Cool game though. I am still puzzled by how the probabilities are arrived at. Random?
Probabilities are mostly randomized during board generation but skewed in a way to make gameplay feel a bit better. There's a cap on the likelihood of the neutral event, and a bias towards the good event rather than a bad one.
To be specific, you could probably even leave the roll time as-is, to give you that suspense, but the time it takes to move the die to the center, flash it, and flash the result, is too long and gets irritating.
Or to turn this into a different game: the d20 stops fast by default, but extra click to cheat and keep it rolling if you feel that it's about to stop on an unfavorable face.
There are cycles in the board state graph, although they are of a very specific form (the only kind of cycle that exists is for board B with O and X alternating turns). So it is probably possible to make a completely deterministic and optimal algorithm for this probabilistic game, but it does sound complicated. You can't naively apply expectiminimax.
However after marking the winning board states as 0 or 1 respectively if O or X wins I would expect value iteration to very quickly converge to an optimal strategy here.
IDK if it's just me, but I went 6-0. Is something wrong with the computer player logic?
W(S, A) = P(good) * (1 - W(S_good)) + P(bad) * (1 - W(S_bad)) + (1 - P(good) - P(bad)) * (1 - W(S))
And obvisouly:
W(S) = max(W(S, A), foreach A in Actions)
max() is troublesome, but we can replace it with a >= sign:
W(S) >= (W(S, A), forall A in Actions)
And then we can expand W(S, A) and move W(S) in each of the inequalities to the left hand side. After all that we will have a bunch of linear inequalities which can be optimized with linear programming. I think the objective would just be:
<del>maximize</del> minimize W(empty_board)

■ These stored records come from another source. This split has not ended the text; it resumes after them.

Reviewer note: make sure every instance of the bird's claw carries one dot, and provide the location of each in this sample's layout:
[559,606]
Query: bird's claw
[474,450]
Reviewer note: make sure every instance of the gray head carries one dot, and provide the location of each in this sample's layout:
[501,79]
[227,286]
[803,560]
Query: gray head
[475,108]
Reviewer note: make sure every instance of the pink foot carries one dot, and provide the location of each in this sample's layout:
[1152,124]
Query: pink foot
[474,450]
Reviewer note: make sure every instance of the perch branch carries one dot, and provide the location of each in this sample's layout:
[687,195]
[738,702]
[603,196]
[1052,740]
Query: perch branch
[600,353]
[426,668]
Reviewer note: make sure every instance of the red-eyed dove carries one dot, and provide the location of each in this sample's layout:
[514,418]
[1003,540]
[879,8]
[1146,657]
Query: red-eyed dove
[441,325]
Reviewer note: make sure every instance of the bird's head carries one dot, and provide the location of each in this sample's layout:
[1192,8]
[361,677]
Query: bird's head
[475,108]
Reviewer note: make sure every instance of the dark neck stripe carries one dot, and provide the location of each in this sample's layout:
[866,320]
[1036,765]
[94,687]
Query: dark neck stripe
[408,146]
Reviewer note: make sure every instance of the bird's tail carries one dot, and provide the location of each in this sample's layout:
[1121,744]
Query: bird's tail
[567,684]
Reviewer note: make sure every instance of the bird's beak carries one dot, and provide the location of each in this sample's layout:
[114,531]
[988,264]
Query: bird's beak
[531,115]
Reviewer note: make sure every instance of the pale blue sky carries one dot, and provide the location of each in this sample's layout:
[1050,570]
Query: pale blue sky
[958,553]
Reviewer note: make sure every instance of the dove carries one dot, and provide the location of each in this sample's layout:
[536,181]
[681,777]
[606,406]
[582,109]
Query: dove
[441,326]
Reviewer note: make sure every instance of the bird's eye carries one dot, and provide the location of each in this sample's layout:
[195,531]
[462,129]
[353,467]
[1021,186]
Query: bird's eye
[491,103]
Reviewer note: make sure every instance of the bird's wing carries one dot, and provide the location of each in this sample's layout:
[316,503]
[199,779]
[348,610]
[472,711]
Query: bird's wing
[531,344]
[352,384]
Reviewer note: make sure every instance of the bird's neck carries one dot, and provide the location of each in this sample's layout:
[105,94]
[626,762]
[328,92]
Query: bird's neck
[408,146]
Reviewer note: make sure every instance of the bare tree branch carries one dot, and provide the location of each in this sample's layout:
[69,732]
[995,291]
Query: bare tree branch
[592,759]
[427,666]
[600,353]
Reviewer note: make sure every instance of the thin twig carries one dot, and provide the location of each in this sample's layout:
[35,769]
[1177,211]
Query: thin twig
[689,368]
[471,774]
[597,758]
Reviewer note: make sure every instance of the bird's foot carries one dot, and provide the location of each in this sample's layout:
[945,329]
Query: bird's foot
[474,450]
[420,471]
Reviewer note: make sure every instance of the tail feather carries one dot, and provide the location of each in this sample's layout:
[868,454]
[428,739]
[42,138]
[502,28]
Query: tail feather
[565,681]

Since chance is involved, you will basically never want to do anything but the greediest highest value next action. Sometimes more than half the board has net value of 0 or less which makes them very easy to ignore.
Since passing is not an option, you can't ignore a net value of 0 or less, because all options might have a net value of 0 or less.
I also managed to get the die stuck on a side with an edge pointing up, to where the game couldn't choose a face. I thought it was going to brick the game, but it detected this and re-rolled the die. Nice!
> Well, in any given game of Probabilistic Tic-Tac-Toe you can do everything right and still lose (or do everything wrong and win.) However, the better player always rises to the top over time.
> Bad breaks are inevitable, but good judgment is always rewarded (eventually, and given enough chances.)
This assumes that everyone is on a level playing field with only non-compounding randomness preventing the better player from winning. But as you point out, luck does compound over time:
>The parents we’re born to, societal power structures... so many past events have an invisible impact on each new action we take
This is commonly known as the rich get richer and the poor get poorer, and to economists as the Matthew Effect[1].
You could try to model this in the game by having wins skew the odds of the next game in your favor. It's harder to model in a simple two person game like this... You have to persist state for a population of players over time.
I've wanted to publish alternate rules for Monopoly, where at the start of the game players don't get the same amount of cash. Cash is instead distributed according to real statistics for "birth wealth". Alternatively, your cash at the end of a game roles over into the next game.
I'd love to discuss this with you if you are interested. We might even collaborate on a future project.
---
Old HN thread: https://news.ycombinator.com/item?id=12932183
Quick feature request: the die-roll is really cool, but can you make a lower-latency version so I can play more games in less time?
UI suggestion: show the probabilities for a move as a point in a triangle, with your outcome labels on the vertices. (Or maybe as red/green/neutral colors in the triangle's interior.) This representation is called the "probability simplex". It would look less busy, quicker to scan, I think.
The do nothing move is a nice touch
I think the AI should be optimized to not make plays that look obviously bad. It doesn't really need to be any harder, but it kinda ruins it when it makes a play that seems really obviously bad to me.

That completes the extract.